Wenn anlässlich einer Betriebsprüfung ein Zugriff auf steuerrelevante Daten erforderlich wird, so können die benötigten Daten mit Hilfe des GDPdU-Exports zusamemngestellt werden. Dabei werden direkt alle wichtigen Tabellen aufgelistet, von denen der Anwender ggf. nicht relevante Tabellen abwählen kann. Nach der Angabe des Zeitraums wird der GDPdU-Export über den Button "Tabellen exportieren" gestartet.

Hierbei werden alle relevanten Daten vom System ausgelesen und in Form von CSV-Dateien gespeichert.
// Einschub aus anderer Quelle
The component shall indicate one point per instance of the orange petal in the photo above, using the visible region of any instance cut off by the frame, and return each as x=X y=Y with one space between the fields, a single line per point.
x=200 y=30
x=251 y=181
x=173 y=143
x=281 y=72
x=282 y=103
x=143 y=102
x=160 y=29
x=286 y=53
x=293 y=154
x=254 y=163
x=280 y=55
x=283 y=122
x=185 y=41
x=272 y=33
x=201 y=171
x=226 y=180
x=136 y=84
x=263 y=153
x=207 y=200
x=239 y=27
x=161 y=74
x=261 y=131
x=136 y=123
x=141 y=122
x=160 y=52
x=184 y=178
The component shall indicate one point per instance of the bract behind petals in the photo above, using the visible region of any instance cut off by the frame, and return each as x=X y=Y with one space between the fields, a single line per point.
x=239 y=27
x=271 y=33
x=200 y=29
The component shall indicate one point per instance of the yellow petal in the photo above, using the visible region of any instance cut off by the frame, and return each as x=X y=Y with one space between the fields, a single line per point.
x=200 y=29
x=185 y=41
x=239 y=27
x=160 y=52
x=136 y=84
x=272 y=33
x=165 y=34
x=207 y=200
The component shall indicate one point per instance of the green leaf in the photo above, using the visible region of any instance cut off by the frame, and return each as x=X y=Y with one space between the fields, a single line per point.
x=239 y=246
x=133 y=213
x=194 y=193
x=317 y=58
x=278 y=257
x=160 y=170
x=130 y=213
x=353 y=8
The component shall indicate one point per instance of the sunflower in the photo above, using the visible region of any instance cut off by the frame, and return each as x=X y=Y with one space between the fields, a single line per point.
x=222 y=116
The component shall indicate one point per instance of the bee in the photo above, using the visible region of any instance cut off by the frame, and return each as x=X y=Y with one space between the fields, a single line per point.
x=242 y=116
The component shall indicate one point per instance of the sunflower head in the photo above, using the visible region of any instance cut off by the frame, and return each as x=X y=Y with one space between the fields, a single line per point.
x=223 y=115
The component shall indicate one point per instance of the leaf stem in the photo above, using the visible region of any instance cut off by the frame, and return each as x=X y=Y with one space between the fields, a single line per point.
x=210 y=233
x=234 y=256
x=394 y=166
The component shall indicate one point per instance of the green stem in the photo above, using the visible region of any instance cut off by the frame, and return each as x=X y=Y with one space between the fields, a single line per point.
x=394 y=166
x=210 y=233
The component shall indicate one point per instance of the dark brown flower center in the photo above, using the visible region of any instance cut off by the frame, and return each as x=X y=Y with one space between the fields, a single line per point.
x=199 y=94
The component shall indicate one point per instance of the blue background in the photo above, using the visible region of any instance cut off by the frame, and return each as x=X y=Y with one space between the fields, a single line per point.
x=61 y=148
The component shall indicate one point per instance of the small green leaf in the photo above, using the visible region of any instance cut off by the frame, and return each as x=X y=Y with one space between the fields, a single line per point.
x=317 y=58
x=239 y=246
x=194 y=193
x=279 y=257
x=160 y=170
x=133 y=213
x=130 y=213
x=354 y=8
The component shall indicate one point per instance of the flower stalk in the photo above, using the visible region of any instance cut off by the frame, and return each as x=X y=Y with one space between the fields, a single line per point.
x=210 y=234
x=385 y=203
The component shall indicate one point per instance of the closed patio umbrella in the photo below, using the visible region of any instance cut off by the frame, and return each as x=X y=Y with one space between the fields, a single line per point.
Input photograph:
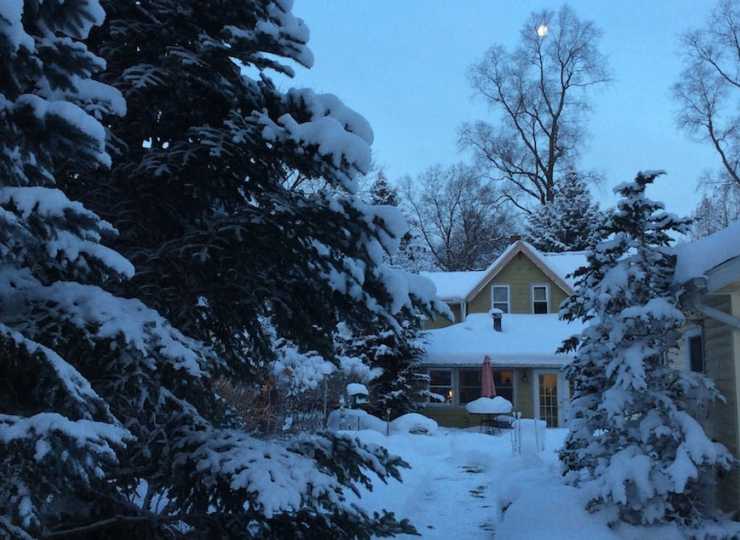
x=487 y=387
Der Aufbau dieser Dateien wird dabei in Form einer XML-Datei angegeben und zusätzlich mit einer Datenstrukturbeschreibung (einer DTD-Datei) abgestellt. Diese Daten werden in einem Ordner mit einer Bezeichnung bestehend aus dem aktuellen Datum in Kombination mit der Uhrzeit gespeichert. Dieser befindet sich standardmäßig auf dem vendit-Server unter "/data/mdsi/gdpdu/exportierteDateien/". Für eine ordnungsgemäße Funktionsweise des GDPdU-Exports muss sichergestellt sein, dass sich in dem "gdpdu"-Ordner neben der Datenstrukturbeschreibung ("gdpdu-01-08-2002.dtd") die Einstellungsdatei ("GDPDU_export.properties") befindet. Diese Datei muss außerdem in den System-Pfaden mit dem Bezeichner 'gdpduConfig' angegeben werden.


Begriffserklärung

In den Grundsätzen zum Datenzugriff und zur Prüfbarkeit digitaler Unterlagen (kurz: GDPdU) sind neben der Aufbewahrungspflicht für digitale Unterlagen auch die Mitwirkungspflicht bei einer Betriebsprüfung geregelt. Diese Verwaltungsanweisung wurde vom Bundesfinanzministerium erlassen und umfasst Rechtsnormen aus der Abgabenordnung und dem Umsatzsteuergesetz. Die GDPdU konkretisiert dabei, die digitale Aufbewahrung von Buchungsbelegen, Buchhaltungen und Rechnungen und der Verwendung in Software-Systemen.

So hat ein Betriebsprüfer das Recht im Rahmen einer Außenprüfung die gespeicherten Daten einzusehen und zu diesem Zweck das Datenverarbeitungssystem des Steuerpflichtigen zu nutzen oder die steuerrechtlichen Daten auf einem Datenträger zu verlangen, um sie dann in seinem Prüfprogramm auswerten zu können. Daher muss während der Dauer der gesetzlichen Aufbewahrungspflicht sichergestellt sein, dass die Daten jederzeit verfügbar und unverzüglich lesbar sowie maschinell auswertbar sein müssen.